The world feels alien, shifted out of focus, and I don't belong to it—I never did. I still feel the rejection everytime, but it feels also so good because it's just a truth. And in that truth, in the way loneliness settles into me like a familiar guest, there's a purity, an intensive form of beauty. The loneliness is so pure, like the clearest glass, and it cuts the same way. It's the realest thing I've ever felt. In its clarity, I find a haunting perfection. I am the only one to hear my own cries in the void. There's no dissembling no dilution.
It feels good to feel bad because it's mine. The panic attack, the humiliation, the shaky breaths that seize my chest and leave me stranded in a body that refuses to obey—they're mine. They're proof that I can feel something, even if that something makes me wish I felt nothing at all. The desperation, the choking fear, the helplessness—they're all pieces of me. I own these. I own the way they leave me gasping, trembling, ashamed. And in that ownership, there's a sense of control.
Each self-inflicted wound, every thought I direct at myself, is a way to reclaim the narrative. Every time I participate in letting myself sink deeper, I am not just enduring—I'm deciding. And so I degrade myself. I take the fear, the failure, the loneliness, and I turn them into weapons aimed squarely at myself. It's deliberate. It's mine and I know it's what I deserve.

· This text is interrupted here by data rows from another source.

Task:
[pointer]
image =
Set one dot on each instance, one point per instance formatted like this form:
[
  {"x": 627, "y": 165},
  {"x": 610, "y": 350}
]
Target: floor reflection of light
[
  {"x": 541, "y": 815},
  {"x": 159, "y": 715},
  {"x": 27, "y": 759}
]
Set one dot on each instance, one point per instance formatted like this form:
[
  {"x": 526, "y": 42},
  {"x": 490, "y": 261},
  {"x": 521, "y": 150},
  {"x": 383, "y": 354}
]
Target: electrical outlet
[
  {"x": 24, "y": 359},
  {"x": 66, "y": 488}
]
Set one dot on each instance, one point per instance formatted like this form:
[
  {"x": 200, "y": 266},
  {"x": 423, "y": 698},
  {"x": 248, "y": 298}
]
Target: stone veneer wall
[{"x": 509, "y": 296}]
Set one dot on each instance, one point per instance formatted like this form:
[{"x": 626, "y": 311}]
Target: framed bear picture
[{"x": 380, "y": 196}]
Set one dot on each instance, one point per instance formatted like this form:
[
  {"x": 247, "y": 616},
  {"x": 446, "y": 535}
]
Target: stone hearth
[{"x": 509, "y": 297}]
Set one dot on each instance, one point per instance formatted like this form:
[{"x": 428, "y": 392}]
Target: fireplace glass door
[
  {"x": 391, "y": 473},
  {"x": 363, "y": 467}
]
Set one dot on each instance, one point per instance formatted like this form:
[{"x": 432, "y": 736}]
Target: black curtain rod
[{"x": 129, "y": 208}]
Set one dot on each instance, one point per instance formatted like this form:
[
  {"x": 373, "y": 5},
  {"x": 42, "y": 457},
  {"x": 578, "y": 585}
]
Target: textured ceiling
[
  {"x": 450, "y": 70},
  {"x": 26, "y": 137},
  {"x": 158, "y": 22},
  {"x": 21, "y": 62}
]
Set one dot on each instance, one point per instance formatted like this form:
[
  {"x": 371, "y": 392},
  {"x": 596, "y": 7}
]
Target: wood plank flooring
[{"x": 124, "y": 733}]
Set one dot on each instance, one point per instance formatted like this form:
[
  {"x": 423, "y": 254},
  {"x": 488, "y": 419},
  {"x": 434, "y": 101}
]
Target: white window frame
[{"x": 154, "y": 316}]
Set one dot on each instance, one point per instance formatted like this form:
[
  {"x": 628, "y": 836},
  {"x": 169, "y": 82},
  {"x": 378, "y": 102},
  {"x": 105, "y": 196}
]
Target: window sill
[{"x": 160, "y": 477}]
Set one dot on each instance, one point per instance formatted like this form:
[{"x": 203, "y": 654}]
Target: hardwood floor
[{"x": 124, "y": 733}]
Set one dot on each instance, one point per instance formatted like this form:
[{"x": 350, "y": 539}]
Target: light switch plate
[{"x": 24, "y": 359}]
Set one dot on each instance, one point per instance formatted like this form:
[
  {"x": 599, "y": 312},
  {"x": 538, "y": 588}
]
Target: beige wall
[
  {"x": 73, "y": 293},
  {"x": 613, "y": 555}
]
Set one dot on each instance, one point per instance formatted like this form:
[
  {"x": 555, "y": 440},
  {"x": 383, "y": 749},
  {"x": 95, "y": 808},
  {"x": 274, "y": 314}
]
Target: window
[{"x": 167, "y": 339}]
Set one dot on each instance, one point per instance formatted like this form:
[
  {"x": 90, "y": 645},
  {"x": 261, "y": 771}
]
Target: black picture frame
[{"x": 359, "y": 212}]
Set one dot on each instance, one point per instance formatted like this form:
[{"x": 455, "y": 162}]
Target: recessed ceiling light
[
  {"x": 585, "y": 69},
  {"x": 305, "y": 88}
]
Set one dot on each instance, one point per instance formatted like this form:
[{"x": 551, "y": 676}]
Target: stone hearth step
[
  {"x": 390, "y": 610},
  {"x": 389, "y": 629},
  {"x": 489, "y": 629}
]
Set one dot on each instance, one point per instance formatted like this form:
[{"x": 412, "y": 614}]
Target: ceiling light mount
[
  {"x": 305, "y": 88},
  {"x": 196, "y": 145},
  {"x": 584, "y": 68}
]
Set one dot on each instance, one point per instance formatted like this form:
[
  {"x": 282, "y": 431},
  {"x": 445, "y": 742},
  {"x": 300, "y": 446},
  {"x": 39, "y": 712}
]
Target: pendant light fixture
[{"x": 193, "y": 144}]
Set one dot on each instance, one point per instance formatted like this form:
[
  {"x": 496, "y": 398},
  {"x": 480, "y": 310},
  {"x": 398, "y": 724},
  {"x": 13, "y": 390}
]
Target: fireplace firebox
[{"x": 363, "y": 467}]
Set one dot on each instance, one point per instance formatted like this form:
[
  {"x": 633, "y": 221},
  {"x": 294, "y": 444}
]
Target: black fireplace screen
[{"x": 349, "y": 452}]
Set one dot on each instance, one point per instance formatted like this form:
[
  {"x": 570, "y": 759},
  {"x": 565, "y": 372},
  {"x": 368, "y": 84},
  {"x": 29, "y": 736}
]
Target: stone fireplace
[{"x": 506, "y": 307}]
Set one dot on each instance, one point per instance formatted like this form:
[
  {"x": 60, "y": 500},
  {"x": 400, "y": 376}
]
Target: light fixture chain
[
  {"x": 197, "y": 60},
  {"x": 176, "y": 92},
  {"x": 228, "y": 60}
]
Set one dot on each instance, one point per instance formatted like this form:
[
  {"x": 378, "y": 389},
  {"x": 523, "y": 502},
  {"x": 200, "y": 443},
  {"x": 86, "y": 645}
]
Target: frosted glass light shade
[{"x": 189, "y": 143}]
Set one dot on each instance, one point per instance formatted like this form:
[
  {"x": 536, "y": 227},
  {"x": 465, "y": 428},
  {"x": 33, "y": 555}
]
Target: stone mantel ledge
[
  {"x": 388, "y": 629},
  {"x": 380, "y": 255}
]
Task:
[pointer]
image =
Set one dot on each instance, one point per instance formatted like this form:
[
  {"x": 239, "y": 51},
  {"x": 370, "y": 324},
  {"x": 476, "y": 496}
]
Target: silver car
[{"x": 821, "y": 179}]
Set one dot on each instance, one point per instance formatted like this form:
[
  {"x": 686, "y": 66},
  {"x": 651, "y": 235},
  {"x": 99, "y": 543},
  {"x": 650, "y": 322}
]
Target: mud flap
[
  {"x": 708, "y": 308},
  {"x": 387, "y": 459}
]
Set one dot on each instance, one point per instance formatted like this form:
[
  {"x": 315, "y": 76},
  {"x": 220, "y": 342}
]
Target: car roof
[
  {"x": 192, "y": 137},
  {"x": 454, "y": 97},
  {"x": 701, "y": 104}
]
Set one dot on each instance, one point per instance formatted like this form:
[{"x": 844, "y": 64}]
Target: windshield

There's a comfort in knowing I've reduced my pain to something tangible, something I can touch and control. In a life where everything feels unmoored, where I feel untethered, misery feels like an anchor. It keeps me grounded, connected to something.
When I feel neutral, or when I feel some flicker of joy, it sometimes feels like betrayal. It reminds me of what I've lost, of what I once had, or thought I could have. Those moments of lightness make the fall back into the void even sharper. The contrast is unbearable, and it only drives me deeper. I miss the ache when it's gone, miss the clarity it brings. Without it, I feel adrift.
It's not peace. It's not joy. But it's familiar, and familiarity feels like belonging. And belonging—even if it's in the cold arms of despair itself—feels like being held.